ビンゴー・キッドの洋書日記

英米を中心に現代から古典まで、海外の作品を英語で読み、論評をくわえるブログです

David Mitchell の “Number9Dream”(2)

 これはほんとうに面白かった! 読んでいる最中はいつまでも物語がつづいてほしいと思い、読後数日たったいまでもまだ心のなかに余韻がのこっている。まるで麻薬でも盛られたような気分だ。こんな経験は最近ちょっと記憶にない。
 とはいえ、落ち着いて振り返ってみよう。まずタイトルだが、べつに調べたわけではないけれど、ジョン・レノンの名曲 '#9 Dream'「夢の夢」に由来していることはまず間違いあるまい。"Which is your favorite song by John, Eiji-kun?" と訊かれた主人公 Eiji Miyake が、 "Simple. '#9 Dream' … It should be considered a masterpiece." と答えている(p.379)。
 '#9 Dream' はジョンのソロ4作目のアルバム 'Walls and Bridges'「心の壁、愛の橋」に収録されているが、ぼくは The Very Best of John Lennon と銘打たれた 'Lennon Legend' のほうに手を伸ばすことが多い。'Imagine' や 'Woman' など、ほかの名曲も聴けるからだ。 

  上の引用箇所のあとで、本書に顔を出したジョン・レノン自身が(むろん創作だろうが)こう語っている。'#9 Dream' is a son of 'Norwegian Wood.' Both are ghost stories. 'She' in 'Norwegian Wood' curses the listener with loneliness.

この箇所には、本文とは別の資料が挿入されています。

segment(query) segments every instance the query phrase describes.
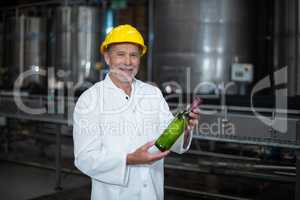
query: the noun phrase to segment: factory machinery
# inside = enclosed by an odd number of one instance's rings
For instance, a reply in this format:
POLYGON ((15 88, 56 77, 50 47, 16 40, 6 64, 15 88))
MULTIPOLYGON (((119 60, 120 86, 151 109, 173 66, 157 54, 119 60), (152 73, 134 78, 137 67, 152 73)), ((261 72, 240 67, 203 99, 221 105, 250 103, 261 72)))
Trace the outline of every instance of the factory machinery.
MULTIPOLYGON (((6 8, 0 23, 1 159, 56 170, 57 190, 62 173, 79 173, 76 99, 107 71, 98 46, 110 1, 70 2, 6 8), (22 159, 16 146, 39 153, 22 159)), ((147 24, 144 79, 173 112, 204 99, 191 149, 165 161, 166 195, 300 199, 299 0, 127 4, 114 23, 147 24)))

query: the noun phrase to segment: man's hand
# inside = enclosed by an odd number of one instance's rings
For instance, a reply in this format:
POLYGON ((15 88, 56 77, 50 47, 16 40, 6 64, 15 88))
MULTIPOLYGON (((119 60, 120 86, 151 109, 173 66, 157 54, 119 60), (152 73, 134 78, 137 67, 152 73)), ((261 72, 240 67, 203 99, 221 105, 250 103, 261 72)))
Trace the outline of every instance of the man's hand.
POLYGON ((189 143, 190 132, 191 132, 190 130, 199 123, 199 112, 197 110, 192 110, 192 112, 189 113, 189 117, 190 119, 188 122, 188 126, 184 132, 184 144, 183 144, 184 148, 186 148, 189 143))
POLYGON ((151 164, 154 161, 160 160, 163 157, 167 156, 170 151, 157 153, 149 153, 148 149, 150 149, 154 145, 155 141, 147 142, 133 153, 127 155, 127 164, 136 165, 136 164, 151 164))

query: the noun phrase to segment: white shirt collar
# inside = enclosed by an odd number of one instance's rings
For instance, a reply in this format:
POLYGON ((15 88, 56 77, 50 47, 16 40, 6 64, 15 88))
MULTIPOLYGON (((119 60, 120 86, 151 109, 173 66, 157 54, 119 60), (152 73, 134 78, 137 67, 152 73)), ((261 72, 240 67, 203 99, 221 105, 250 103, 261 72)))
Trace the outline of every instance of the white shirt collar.
MULTIPOLYGON (((134 89, 135 89, 135 86, 136 86, 136 82, 137 82, 137 79, 133 78, 133 82, 131 84, 131 95, 134 94, 134 89)), ((109 73, 106 74, 105 79, 104 79, 104 83, 105 83, 105 86, 107 86, 108 88, 115 89, 115 90, 118 90, 118 91, 121 91, 121 92, 125 93, 121 88, 119 88, 118 86, 116 86, 114 84, 114 82, 111 80, 111 78, 109 76, 109 73)))

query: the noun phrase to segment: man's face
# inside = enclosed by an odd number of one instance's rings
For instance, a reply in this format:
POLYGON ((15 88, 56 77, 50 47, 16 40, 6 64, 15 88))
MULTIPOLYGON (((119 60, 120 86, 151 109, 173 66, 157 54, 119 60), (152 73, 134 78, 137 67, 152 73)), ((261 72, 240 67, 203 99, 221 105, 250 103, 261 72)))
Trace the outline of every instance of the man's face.
POLYGON ((112 44, 104 53, 110 75, 123 83, 131 83, 140 65, 140 49, 131 43, 112 44))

The 'Two spirits dancing so strange' in '# 9 Dream' bless the listener with harmony.
 このくだりを読んで、ぼくはとっさに村上春樹の『ノルウェイの森』を連想した。実際、アルバイトで上野駅の遺失物係員だった Eiji は、忘れ物の Haruki Murakami の小説を半分まで読み、what happened to the man stuck down his dry well with no rope? と述べている(p.186)。たぶん『ねじまき鳥クロニクル』第2部のことだと思うけど、『ノルウェイの森』にも井戸の話が出てくる(文庫版 (上) pp.12-13)。こっちのことかな?
 いずれにしろ、ぼくは '#9 Dream' をめぐる話題から、David Mitchell が Haruki Murakami にこう話しかけている場面を思いついた。「Haruki-kun、きみはビートルズの名曲をうまく使って恋愛小説を書いたけど、ぼくはジョンの曲から、こんな『波瀾万丈で、かつ複雑極まりない物語を仕立て上げ』たよ」。どこかの大学の先生が2人の関係について調べているかもしれませんな。
 一方、これは Mitchell 版 "Nine Stories" とも言える。本書は9章に分かれているからだ。ただし、目次に第9章は記載されておらず、また第9章にはタイトルがない。あるのは空白の見開き1ページだけ。
 これについて作者はインタビューなりなんなりで説明しているのかもしれないが、面倒くさいので未調査。もし質問があったとして、おおかた、好きなように解釈してくれ、とでも答えているのではないか。
 そこでぼくも好きなように想像をめぐらすと、Ai Imajo よ、生きていてくれ、と Eiji になったつもりで祈るばかり。ヤクザ抗争劇のあと、さすがに息切れしたような印象も受けたが、この幕切れはみごとでしたね。ちなみに東日本大震災のとき、ぼくは職場で宿泊する破目になったのだが、当初、家人はぼくに連絡が取れず、かなり焦ったそうだ。
 それにしても、そんなに面白かったのなら、なぜ☆☆☆☆なんだ? ううむ、じつは★をひとつ追加しようか大いに迷ったのだけど、「そして何より、信念を貫き、他人のために尽くす人間の姿に感動する」"The Thousand Autumns of Jacob de Zoet" や、「人類に果たして進歩は、未来はあるのか」と問う "Cloud Atlas" のほうが、微妙にぼく好みかも。ま、いい加減な採点ですな。